Every action has an equal and opposite reaction
However, the lines of communication go both ways. New Yorkers are known for being outspoken, which has led to controversy over the years. Take, for instance, the scuffle surrounding the Bowery Wall when David Choe put a mural up in 2017. David Choe has a somewhat checkered past that includes being arrested in Japan and subsequently being banned from returning to the country. But the artist is probably most well known for being tasked by Mark Zuckerberg to decorate Facebook’s office in 2007, which he did in exchange for Facebook stock. Accepting stock was unheard of for a mural artist, but his bet paid off. It’s rumored that his stock was valued at $200 million when social media giant’s IPO went live in 2012.
David Choe's mural this morning on Houston & the Bowery... pic.twitter.com/fGF09UM3dO
— evgrieve (@evgrieve) June 14, 2017
Choe’s Bowery Mural was almost immediately defaced, but it wasn’t a statement about the artist “selling out”. The violent reaction came in response to a story the artist told on a podcast several years prior about sexually assaulting a masseuse. Continued vandalism and ongoing protests resulted in the mural being completely whitewashed less than two weeks later. David Choe later issued a statement on Instagram where he stated, “In a 2014 episode of DVDASA, I relayed a story simply for shock value that made it seem as if I had sexually violated a woman. Though I said those words, I did not commit those actions. It did not happen. I have ZERO history of sexual assault.”
A big pause… and then it’s back again
In late 2021, California artist David Flores was commissioned for the iconic space, and in typical fashion, his mural was tagged over shortly after. The work is often repaired; however, curator and co-chair of Goldman Properties, Jessica Goldman Srebnick, decided to place the wall on pause instead. In a lengthy Instagram post, she expressed disappointment that the sacred space was violated. Both sides of the argument played out in the comments: support for the commissioned artists and protection of their work, and support for graffiti artists and their purpose. The wall sat as an unsightly mess of graffiti for almost two years, until Japanese artist Tomokazu “Matzu” Matsuyama decided to do something about it.

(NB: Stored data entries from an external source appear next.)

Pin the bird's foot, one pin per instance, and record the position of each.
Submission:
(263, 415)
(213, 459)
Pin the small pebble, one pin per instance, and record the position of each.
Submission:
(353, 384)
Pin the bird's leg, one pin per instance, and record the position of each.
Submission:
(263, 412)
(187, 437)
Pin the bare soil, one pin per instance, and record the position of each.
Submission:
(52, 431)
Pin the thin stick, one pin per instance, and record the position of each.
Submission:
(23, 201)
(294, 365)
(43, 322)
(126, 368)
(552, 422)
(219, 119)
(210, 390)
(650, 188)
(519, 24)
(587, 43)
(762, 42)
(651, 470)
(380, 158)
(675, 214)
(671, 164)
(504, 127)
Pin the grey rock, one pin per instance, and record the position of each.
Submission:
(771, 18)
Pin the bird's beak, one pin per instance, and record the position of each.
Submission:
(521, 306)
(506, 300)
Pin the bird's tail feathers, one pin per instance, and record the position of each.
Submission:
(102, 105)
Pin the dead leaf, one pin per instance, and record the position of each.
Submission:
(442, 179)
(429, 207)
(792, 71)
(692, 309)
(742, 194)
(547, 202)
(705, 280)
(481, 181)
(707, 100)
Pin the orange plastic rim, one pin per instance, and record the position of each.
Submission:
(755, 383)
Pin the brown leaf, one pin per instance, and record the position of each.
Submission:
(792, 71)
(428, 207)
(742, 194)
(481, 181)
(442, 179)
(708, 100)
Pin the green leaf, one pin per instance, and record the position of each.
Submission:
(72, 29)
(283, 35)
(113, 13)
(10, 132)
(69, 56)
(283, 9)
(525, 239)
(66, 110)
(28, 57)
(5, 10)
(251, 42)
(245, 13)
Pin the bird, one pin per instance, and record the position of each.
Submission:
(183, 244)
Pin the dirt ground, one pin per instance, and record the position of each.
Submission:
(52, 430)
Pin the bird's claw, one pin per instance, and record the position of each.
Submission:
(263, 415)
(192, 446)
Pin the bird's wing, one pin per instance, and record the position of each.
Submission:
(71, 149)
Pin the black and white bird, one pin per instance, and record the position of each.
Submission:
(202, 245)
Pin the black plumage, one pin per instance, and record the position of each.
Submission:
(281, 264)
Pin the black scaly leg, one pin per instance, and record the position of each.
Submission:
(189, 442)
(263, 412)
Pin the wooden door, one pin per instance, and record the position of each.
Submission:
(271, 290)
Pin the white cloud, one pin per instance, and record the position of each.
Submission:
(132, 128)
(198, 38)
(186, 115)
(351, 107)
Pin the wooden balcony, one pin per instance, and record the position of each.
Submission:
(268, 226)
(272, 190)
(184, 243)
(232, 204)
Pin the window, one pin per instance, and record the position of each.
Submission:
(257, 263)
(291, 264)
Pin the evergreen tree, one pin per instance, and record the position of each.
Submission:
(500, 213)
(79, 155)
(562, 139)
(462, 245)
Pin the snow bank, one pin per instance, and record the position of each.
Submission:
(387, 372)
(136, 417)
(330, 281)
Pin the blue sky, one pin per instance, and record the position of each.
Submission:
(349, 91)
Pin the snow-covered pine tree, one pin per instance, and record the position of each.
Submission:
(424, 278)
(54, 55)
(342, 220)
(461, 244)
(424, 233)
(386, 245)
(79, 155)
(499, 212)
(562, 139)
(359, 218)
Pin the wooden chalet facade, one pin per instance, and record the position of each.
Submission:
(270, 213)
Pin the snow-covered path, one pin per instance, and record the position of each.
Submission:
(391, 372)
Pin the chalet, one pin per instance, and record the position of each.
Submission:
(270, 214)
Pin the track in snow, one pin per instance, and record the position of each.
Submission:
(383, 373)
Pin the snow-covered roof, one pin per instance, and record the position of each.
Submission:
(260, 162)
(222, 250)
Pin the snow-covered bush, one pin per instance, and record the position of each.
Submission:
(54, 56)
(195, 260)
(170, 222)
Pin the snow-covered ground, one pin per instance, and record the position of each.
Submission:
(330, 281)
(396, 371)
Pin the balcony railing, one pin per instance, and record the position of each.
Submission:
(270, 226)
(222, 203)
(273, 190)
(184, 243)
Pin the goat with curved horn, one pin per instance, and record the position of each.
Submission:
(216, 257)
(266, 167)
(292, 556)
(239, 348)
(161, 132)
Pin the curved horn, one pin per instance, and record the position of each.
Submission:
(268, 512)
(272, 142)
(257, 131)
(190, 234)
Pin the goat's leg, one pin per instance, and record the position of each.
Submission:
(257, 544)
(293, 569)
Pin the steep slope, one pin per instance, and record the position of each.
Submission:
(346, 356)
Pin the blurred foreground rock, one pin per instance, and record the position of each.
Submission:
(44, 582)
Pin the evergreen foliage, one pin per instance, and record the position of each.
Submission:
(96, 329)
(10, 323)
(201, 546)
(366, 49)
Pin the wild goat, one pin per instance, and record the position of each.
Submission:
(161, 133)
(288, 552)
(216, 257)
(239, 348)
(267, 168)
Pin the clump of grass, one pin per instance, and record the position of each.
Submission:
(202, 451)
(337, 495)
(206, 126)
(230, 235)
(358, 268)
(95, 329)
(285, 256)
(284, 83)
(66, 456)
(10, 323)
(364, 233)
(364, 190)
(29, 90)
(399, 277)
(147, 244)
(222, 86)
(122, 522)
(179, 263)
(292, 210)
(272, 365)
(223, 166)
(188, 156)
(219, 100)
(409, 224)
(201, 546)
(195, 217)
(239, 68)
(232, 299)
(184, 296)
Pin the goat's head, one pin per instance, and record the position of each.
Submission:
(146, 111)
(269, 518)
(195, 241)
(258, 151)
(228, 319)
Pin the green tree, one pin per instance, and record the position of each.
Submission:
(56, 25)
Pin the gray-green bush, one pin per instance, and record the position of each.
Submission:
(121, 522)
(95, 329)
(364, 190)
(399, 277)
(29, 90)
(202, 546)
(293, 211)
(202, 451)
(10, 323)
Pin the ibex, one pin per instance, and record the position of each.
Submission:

In a rebuke to the wall’s decline, he put up an installation featuring 30 colorful portraits in September 2023. It’s not his first time on the iconic Bowery Wall, he was commissioned for a piece in 2019. It remains to be seen where the wall goes from here.
Conclusion
In a city of superlatives, it’s easy to take much of what New York City has to offer for granted. But if you pay attention, there are ties to so many key moments, events, and developments in our collective history. When you pass by the Bowery Wall, it’s nice to take a moment to acknowledge and appreciate those that came before, and how lucky we are that they did.